A Reddit user went on an impressive comment streak last week. The user stuck to the pages of the mega-popular AskReddit subforum, and their responses were relatively elaborate. But the length of the replies was especially unusual in that they were sometimes coming within a minute of the question first being asked. After an impressive run, the user was revealed to be a bot using OpenAI’s remarkable language model GPT-3. And now we’re looking at every “person” online with an extra level of skepticism.
The bot first gained attention when writer/entrepreneur Philip Winston posted about his journey down the comment rabbit hole on his blog on Tuesday. Winston wrote that he first noticed a now-deleted post on Reddit that expressed incredulity at the length and speed of the replies coming from a user with the handle thegentlemetre.
Not all the replies were gold. A long response to the question, “What was the most recent purchase you made to keep up with the Jones’” begins with the sentence “There is no such thing as Jones, there are only humans.” From there, the reply is interesting and somewhat in context. But check out this full reply to the question, “What story can you tell which won’t let anyone sleep at night?”:
I would tell you a story, but it will leave nobody sleeping. I have seen the truth and that is enough to keep me up at night.
There is a group of people on this planet who are not human. They came here and they changed the course of history.
They live in the shadows and control governments, heads of states, leaders.

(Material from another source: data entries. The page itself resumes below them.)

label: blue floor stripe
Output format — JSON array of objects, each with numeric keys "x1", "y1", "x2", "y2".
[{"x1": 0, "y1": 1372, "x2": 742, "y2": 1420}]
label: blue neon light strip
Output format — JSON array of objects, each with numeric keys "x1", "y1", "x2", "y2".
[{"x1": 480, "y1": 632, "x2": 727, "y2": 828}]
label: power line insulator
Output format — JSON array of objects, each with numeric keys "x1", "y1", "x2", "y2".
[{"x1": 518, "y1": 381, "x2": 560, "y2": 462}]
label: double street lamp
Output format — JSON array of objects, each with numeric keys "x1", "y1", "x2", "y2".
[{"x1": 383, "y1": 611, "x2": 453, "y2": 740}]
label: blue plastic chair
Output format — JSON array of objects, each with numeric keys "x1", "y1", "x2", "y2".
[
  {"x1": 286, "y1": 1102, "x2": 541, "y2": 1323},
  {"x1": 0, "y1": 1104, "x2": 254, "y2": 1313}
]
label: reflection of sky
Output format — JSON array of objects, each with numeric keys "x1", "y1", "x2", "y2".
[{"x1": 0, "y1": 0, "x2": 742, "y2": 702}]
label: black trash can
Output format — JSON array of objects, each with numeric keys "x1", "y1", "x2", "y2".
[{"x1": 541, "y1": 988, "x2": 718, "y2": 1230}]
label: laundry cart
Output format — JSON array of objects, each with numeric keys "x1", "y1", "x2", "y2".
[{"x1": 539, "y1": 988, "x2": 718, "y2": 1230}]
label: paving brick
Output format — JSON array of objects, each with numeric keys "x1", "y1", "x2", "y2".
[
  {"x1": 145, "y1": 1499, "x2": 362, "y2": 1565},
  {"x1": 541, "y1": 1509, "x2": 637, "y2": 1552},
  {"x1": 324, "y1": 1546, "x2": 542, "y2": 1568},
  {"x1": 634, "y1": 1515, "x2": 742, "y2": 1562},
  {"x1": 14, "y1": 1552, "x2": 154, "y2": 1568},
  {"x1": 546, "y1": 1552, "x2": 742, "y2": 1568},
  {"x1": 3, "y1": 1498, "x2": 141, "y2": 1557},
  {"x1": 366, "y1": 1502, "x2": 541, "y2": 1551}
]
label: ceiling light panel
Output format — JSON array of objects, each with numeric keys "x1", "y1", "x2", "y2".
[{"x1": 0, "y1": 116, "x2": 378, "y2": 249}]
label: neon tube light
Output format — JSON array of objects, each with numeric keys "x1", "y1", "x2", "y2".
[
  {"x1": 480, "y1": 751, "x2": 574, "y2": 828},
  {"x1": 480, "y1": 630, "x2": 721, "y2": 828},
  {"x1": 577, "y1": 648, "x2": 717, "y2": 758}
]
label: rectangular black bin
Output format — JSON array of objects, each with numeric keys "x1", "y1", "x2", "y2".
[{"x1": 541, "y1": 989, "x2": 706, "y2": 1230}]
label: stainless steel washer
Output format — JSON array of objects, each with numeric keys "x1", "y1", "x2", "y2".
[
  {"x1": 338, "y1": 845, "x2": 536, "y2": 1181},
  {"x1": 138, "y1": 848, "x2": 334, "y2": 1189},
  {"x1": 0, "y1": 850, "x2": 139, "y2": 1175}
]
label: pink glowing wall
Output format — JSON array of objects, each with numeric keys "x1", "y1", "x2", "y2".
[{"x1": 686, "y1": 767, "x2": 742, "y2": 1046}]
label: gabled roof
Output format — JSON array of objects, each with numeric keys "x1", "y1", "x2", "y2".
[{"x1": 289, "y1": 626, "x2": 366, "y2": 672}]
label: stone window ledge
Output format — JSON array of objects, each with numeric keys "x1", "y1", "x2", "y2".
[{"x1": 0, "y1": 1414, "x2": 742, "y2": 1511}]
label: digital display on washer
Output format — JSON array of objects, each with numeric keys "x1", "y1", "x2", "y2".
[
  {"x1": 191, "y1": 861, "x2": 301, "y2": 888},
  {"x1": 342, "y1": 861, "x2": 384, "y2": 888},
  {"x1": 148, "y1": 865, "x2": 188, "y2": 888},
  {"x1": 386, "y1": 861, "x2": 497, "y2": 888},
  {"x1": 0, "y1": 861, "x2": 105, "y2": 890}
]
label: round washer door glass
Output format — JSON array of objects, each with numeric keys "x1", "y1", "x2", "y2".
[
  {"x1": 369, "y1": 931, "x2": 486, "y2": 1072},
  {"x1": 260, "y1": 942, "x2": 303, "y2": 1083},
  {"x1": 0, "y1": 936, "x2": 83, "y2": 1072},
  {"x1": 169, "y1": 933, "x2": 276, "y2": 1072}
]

They are known as the Illuminati.
The Illuminati have been controlling humanity since the beginning of time.
They have infiltrated everything and are the driving force behind the shaping of human history.
Contextually, it’s not perfect and each paragraph is pretty simple, but I wouldn’t have any trouble believing this was an average redditor. In many of the threads, commenters interact with the bot, seemingly unaware that it’s inhuman. But in plenty of other circumstances, users did call out the bot activity.
Winston suspected bot activity, but this was a really excellent bot. Many of its replies were of the quality that can only be found in demos of OpenAI’s machine learning API, which is only in limited access to the public. After pointing out the unusual activity in a post on the GPT-3 subreddit, Winston’s suspicions were quickly confirmed.
At first, users suspected the replies were being generated by the Philosopher AI service, which is powered by GPT-3. One good indicator was that thegentlemetre’s answers tended to be six paragraphs long—the number of paragraphs that Philosopher AI caps its outputs.
Soon, a user going by spongesqueeze was identified as the developer of Philosopher AI, and they confirmed their product was being used to create the posts. “The bot detection seems to be broken,” they wrote. “Fixing immediately. Thank you.” That was two days ago, and the bot’s firehose of wisdom appears to have been shut off after an impressive week-long run.
We reached out by email to Philosopher AI’s head honcho, Murat Ayfer, to ask for more information. In an email, Ayfer confirmed the details of the story and wrote that “the user reverse-engineered the Philosopher AI iOS app to skip the captcha requirement, and was able to make a bot.” The issue has since been remedied, Ayfer said.
The rise of uncanny language modeling and deepfakes has been met with dire warnings that we’re all going to be flooded with fake news and fake adversaries online. This incident is a demonstration of how easy that kind of disinformation plague could be unleashed as these technologies become more widely available. But I’d also encourage you to go through the hundreds of replies yourself and put your mind at ease. They’re coherent, but we’re not in doomsday mode, yet. And the range of topics gives us a nice look at what this particular implementation of GPT-3 can do.
“My personal goal with building Philosopher AI (and other unreleased apps I’m working on) is to gain the right intuition and experience around challenges involved with deploying AI systems to production, so I can apply these learnings to more serious applications in the future,” Ayfer said. “It’s clear that we need to be building excellent testing frameworks and abuse prevention systems around all AI products.”
Datasets pulled from Reddit comments are commonly used to train a wide range of machine learning applications, making it a solid playground to test the believability of responses. GPT-3 goes further, using petabytes of data gathered from eight years of web crawling, stacks of books, and the English language Wikipedia.
While thegentlemetre’s epic comments cut off a couple of days ago, it has posted two replies in the last couple of hours. It seems that the user behind the bot might be doing things the old-fashioned way now since we’re only getting single sentence response. This afternoon, one user pointed out that the bot probably “would not fair so well on a forum used by adults.” In response, thegentlemetre simply said, “You’re probably right.”